No primeiro caso, foi-se compreendendo sempre mais o pobre mediante uma
abertura às alteridades como tais e às minorias subjugadas e marginalizadas: culturais,
raciais, de gênero, religiosas, etc. Assim, em Puebla, as feições nomeadas eram
praticamente todas de pessoas economicamente empobrecidas: crianças, jovens,
indígenas, afro-americanos, camponeses, operários, subempregados, desempregados,
marginalizados e anciãos (cf nn. 31-39). Santo Domingo fala de “rostos desfigurados
pela fome”, “desiludidos”, “humilhados”, “angustiados”, “sofridos”, “cansados”,
“envelhecidos” (n. 178). Aparecida concebe o pobre como o conjunto dos “novos
excluídos” (cf. n. 402): deslocados e refugiados, vítimas do tráfico humano, da
prostituição e do tráfico sexual, entre tantos outros. No segundo caso, aprofundou-se em
igual medida a experiência mística de reconhecer o rosto sofredor de Cristo nas
concretíssimas feições dos vários pobres, vítimas dos vários mecanismos de exploração
e de morte em ato no continente latino-americano e caribenho.
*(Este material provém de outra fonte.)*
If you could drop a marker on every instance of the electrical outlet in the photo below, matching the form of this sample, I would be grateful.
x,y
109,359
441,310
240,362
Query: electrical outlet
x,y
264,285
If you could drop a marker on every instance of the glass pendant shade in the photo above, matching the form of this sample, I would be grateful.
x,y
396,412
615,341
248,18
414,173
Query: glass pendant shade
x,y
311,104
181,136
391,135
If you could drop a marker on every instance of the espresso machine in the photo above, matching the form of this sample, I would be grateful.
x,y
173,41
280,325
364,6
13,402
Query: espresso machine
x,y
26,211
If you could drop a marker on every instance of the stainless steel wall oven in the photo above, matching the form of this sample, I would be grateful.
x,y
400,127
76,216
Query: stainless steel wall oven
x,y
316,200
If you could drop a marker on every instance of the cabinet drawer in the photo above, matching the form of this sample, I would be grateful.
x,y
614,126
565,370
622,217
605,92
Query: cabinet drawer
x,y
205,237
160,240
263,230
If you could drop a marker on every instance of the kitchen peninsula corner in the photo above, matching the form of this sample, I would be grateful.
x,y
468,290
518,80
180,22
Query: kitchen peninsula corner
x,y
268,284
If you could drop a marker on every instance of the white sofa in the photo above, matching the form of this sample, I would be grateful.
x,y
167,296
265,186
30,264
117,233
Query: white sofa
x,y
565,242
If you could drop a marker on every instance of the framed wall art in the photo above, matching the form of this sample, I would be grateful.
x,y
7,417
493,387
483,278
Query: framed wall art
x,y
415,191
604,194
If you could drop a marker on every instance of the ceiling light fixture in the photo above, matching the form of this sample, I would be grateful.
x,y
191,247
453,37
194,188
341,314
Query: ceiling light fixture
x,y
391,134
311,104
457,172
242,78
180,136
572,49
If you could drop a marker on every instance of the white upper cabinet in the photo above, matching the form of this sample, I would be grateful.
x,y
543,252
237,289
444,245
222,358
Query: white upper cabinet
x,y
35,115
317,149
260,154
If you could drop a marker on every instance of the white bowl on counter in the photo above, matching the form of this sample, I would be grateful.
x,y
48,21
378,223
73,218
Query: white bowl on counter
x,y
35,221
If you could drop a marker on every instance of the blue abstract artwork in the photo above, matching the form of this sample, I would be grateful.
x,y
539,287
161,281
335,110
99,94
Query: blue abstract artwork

A confirmar o que estamos dizendo é a imagem do rosto dos pobres em sua
relação íntima com o rosto de Cristo que, a partir de Puebla, tem marcado presença
constante nos textos das assembleias continentais do episcopado. Nesse sentido seria
interessante verificar esse processo em curso comparando os vários parágrafos das três
conferências a esse respeito: Puebla (cf. nn. 31-39), Santo Domingo (cf. nn. 178-179) e
Aparecida (cf. n. 402).
Essas “feições concretíssimas”, esses “rostos desfigurados” ou ainda esses
“novos excluídos” nos questionam e nos interpelam, no dizer de Puebla; desafiam-nos a
uma profunda conversão pessoal e eclesial, segundo Santo Domingo; e, finalmente, na
linguagem de Aparecida, devem ser acolhidos e acompanhados em suas respectivas
esferas pela Igreja, sobretudo através de sua Pastoral Social.
A partir de Puebla, sobretudo, vai ficando cada vez mais claro que a opção pelos
pobres se constitui em perspectiva a partir da qual evangelizar a todos, sem exclusão. E
isso implica no fato de que, segundo Puebla, a imprescindível condição para que a
Igreja possa “evangelizar os ricos” (n. 1156) e “evangelizar o poder” (n. 144, 515) é
colocar-se em comunhão com os pobres, assumindo a “denúncia profética” (n. 1138).
Um exemplo claro dessa opção solidária pelos pobres como perspectiva que
atravessa todas as instituições e prioridades pastorais pode ser visto na decisão de fundo
tomada pelo episcopado por ocasião da Conferência de Santo Domingo (1992). Não
obstante o clima de censura e a intenção de substituir leituras estruturais da realidade
latino-americana pela abordagem cultural, o episcopado continental colheu a ocasião
das celebrações em torno dos 500 anos de evangelização do continente para prestar mais
atenção aos desafios e questões provenientes das culturas marginalizadas presentes e
atuantes na formação das culturas latino-americanas e caribenhas: a cultura dos povos
indígenas autóctones, a cultura afro-americana e a cultura da mulher, vítima da opressão
machista. Nesse sentido, a proposta de inculturar o Evangelho nas diversas culturas
presentes no continente surgiu como alternativa à proposta inicial da IV Conferência de
criar uma cultura cristã para fazer frente à cultura moderna secular.